The committee resolution has yet to be approved because the Labour Minister and the ministry's permanent secretary resigned to become senators.

Tanit Sorat, vice-chairman of the National Labour Development Advisory Council under the Labour Ministry, said the new government is expected to raise the 2019 daily minimum wage in order to match what was promised before the general election.

When campaigning in the election, the Palang Pracharath Party promised that wages would reach 425 baht a day.

Mr Tanit said the tripartite committee agreed a rise of 2-10 baht, the approval for which has been delayed since May 10.

"We expect the committee to propose the new rate for the new minister again once the party can form a new cabinet," he said.

Mr Tanit, also vice-chairman of the Employers' Confederation of Thai Trade and Industry, said business operators are calling for the new government to follow the committee's resolution because it was considered based on actual protocol and the economic situation.

"The committee gathered data and found that the provincial tripartite committee proposed the wage hike for 31 provinces while the remaining 46 provinces agreed to maintain the rates," he said. "This is not the appropriate time for a sharp hike to 425 baht per day, because all local companies will suffer from the sudden rise."

Mr Tanit said companies would lay off employees to solve the problem.

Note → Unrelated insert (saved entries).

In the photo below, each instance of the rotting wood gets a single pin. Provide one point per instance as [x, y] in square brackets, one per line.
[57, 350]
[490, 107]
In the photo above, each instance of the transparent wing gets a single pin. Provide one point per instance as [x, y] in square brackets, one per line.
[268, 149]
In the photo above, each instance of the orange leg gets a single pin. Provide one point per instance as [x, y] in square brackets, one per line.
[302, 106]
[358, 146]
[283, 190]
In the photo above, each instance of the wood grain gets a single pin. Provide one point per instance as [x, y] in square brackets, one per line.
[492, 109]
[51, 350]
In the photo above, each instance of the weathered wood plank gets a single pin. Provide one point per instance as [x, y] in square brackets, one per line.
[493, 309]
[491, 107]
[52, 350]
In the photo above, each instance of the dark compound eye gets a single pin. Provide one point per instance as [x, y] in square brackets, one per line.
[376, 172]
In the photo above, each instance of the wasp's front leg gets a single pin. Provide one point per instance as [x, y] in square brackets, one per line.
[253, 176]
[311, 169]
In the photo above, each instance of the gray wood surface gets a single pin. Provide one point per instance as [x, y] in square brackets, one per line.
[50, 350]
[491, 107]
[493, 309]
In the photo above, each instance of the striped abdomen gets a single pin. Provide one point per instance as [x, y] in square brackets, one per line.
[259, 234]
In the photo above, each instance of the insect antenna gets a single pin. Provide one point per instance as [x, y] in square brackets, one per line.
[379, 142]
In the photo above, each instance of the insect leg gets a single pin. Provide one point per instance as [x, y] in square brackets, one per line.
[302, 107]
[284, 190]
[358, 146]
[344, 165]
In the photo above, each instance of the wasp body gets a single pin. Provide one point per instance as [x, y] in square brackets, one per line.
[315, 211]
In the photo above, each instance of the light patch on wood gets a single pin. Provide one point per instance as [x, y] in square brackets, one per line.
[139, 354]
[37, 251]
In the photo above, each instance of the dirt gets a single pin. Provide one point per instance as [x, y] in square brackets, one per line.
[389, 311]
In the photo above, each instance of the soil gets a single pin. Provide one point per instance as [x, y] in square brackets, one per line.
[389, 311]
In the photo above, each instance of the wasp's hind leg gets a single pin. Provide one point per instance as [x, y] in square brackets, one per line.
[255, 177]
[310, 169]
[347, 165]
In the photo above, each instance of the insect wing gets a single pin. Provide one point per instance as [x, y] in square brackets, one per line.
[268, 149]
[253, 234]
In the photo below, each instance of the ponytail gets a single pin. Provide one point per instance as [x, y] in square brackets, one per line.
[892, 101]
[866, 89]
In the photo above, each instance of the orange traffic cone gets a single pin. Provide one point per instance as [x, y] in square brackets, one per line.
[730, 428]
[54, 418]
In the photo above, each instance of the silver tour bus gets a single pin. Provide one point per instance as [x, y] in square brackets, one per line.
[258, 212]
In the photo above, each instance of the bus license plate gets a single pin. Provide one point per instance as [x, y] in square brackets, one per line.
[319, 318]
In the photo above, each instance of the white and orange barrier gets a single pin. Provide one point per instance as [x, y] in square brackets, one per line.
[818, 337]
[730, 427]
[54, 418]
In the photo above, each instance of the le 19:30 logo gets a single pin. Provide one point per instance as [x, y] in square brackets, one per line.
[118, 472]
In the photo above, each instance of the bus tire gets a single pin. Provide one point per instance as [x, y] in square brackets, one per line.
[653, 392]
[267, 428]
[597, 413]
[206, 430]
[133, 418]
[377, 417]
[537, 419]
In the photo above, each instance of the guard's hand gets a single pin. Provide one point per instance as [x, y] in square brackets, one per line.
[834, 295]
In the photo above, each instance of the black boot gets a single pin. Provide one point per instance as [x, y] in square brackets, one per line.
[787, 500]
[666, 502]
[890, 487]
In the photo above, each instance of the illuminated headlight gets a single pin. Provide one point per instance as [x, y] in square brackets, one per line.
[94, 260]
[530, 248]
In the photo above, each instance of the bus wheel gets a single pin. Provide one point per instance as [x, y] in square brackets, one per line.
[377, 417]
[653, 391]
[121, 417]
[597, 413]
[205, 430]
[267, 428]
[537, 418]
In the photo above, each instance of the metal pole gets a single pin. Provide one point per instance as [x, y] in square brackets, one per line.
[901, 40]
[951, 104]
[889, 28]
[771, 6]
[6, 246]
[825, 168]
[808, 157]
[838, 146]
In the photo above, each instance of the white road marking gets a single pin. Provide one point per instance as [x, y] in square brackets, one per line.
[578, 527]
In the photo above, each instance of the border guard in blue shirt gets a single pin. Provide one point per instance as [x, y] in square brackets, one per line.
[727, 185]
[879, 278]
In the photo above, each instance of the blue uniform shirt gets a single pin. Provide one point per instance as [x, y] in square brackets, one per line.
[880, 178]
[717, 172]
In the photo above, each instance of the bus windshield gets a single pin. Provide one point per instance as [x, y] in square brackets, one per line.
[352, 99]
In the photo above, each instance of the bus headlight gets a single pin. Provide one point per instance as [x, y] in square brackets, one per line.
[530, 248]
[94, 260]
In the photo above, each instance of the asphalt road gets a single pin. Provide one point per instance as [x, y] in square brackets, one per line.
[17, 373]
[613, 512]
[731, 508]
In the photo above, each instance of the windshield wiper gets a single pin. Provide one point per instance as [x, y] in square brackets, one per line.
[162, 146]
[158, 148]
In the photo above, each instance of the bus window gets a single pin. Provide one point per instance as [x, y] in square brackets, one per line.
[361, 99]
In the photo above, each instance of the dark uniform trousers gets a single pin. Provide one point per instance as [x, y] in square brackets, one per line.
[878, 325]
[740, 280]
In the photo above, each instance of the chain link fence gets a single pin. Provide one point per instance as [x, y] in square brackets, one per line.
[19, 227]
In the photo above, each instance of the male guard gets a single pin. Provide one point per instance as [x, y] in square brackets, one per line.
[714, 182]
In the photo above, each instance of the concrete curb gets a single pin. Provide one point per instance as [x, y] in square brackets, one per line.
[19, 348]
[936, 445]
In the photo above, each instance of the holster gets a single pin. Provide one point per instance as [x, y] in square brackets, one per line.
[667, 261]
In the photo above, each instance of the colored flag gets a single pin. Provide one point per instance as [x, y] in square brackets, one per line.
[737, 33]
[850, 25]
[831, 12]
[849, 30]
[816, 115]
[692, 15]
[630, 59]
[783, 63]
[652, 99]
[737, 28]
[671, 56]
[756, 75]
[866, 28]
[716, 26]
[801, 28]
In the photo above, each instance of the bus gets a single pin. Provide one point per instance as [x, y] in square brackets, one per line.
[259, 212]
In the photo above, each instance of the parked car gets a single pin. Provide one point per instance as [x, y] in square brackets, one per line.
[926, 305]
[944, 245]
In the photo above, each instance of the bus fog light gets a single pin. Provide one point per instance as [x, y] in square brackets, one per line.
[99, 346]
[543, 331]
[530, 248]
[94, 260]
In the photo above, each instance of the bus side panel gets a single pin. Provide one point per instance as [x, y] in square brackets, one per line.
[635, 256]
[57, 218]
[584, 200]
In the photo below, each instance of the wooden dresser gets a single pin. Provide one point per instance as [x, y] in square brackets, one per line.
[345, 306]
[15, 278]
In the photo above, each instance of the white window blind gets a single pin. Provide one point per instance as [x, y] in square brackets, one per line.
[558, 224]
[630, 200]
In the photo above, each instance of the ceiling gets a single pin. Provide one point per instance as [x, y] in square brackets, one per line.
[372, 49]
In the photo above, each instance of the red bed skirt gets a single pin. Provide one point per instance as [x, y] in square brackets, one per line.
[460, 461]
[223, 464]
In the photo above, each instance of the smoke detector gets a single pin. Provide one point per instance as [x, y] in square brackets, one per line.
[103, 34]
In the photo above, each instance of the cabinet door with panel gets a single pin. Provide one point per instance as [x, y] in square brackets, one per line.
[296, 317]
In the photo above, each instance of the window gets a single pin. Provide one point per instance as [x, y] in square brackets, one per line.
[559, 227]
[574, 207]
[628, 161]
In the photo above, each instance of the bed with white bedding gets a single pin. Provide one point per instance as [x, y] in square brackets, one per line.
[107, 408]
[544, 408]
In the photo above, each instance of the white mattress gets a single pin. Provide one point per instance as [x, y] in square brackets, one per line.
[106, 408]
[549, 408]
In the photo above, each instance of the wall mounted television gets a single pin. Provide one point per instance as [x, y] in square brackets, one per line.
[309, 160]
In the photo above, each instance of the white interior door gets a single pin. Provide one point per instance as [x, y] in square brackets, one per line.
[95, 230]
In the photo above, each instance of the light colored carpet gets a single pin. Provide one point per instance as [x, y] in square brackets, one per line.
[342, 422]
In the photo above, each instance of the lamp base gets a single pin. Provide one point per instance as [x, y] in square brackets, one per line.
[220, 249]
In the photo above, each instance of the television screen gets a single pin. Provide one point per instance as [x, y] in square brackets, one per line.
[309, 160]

Meanwhile, the economy would be pressured by the higher cost of living.

"The overall economic sentiment is not healthy enough for the business sector, which faces myriad risks: export contraction, trade war and an unstable global economy," he said.

Chonrungsee Chalermchaikit, president of the Federation of Thai SMEs, said the new government should not increase the daily wage for at least one year, since small and medium-sized enterprises (SMEs) cannot afford higher labour costs amid the economic gloom.

"Once the new government follows through on its promise for 425 baht, there should be a clear-cut plan for all stakeholders and incremental increases," she said.

Apart from the daily wage hike, the government should have a plan to improve workers' skills to meet all employers' needs, Ms Chonrungsee said.

"A clear-cut plan means improvements for the labour market in the long run," she said.

The federation is concerned about the 425-baht wage because 100,000 SMEs would face bankruptcy and be put out of business.

Thailand has 3 million SMEs, Ms Chonrungsee said.

According to the National Economic and Social Development Council survey on employment in the first quarter, there were 2.5 million employees earning less than 308-330 baht a day.

Most were in the agriculture, beverage, retail, wholesale and construction sectors.

Total employees in the private sector amounted to 15.82 million or 15.8% of the total 37.7 million employed in the first quarter of 2019.